Murray State's Cinema International program regularly features foreign films of all genres on Murray State's main campus. The program kicks off its Spring 2023 season with a 2021 French film, Délicieux, or Delicious. Program director Dr. Thérèse St. Paul speaks with Austin Carter ahead of the film screenings.
NOTE: The screening locations for MSU Cinema International have changed. See the location and time information below.
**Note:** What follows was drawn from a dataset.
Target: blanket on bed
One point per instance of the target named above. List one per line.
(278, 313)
From the MSU Cinema International website:
"France, 1789, just before the Revolution. With the help of an impoverished duchess, a chef sacked by his noble master finds the strength to free himself from his position as a servant and opens the first-ever restaurant. This fiction is based on the true historical context of the advent of restaurants in France after the fall of the class system. Exquisitely photographed by cinematographer Jean-Marie Dreujou, creating stunning pictures of food in a lush landscape. Delicious is a recipe for sumptuous cinematic delights."
"Before the Revolution, France was governed by monarchs," St. Paul explains. "The last one being Louis XVI and his wife, Marie Antoinette. They were from a very long dynasty of French bourbon kings—the Sun King would be the 14th living in Versailles."
"The aristocrats, particularly those living in Versailles in the court, they were people of leisure. They didn't work, and they were benefitting from the work of the people underneath them. We all know Marie Antoinette said, 'let them eat cake.' The film captures this pre-revolutionary moment that reveals the pot is boiling. There's discontent. It's about to burst."
The class distinction of the time was not only represented by pedigree—whether a person was born into aristocracy—but in the foods they ate, St. Paul continues. "Roots grew in the earth, so they were for pigs and peasants, totally unfit for the aristocrats. Aristocrats were lofty, so they ate things that flew—lots of birds, grains, or seeds. You also hear the food tastes are changing due to their colonies [that provided] imports like sugar and potatoes."
"As know, heads rolled [during the Revolution]," St. Paul says, "but the chefs who were called officiers de bouche, literally mouth officers, who were serving the nobles in their castles, making these special, delicate dishes for them and them only, they became unemployed."
"The advent of restaurants was a way to democratize access to food for all classes. The bourgeoisie and the fallen aristocrats would eat together, sit together. There are beautiful scenes of food—wonderful pictures. Of course, the movie takes some liberties. The very first restaurant was in Paris and not in the countryside. But the film [answers questions like] why did restaurants start? Why were they born at that time?"
Délicieux highlights an aspect of the French Revolution that is often ignored, St. Paul says. "Inns and taverns always existed since the Middle Ages, but they served nothing sophisticated. It was bread, soup, mush. Roast and things like that. We're talking about preparation and presentation and the whole etiquette that went with the art of the table. To this day, the French are real sticklers for that."
"Some of the pictures [of the film] show almost these still-lifes from the Dutch masters. The care of the lighting and the detail in the description are picture-perfect in this movie, so it's a delight. It's mouthwatering and delightful," St. Paul concludes.
MSU Cinema International presents Delicious on Thursday, January 26th, and Saturday, January 28th, at 7:30 pm in Faculty Hall Room 208. Faculty Hall is located on 16th Street between Main and Chestnut. Screenings are free and open to the public.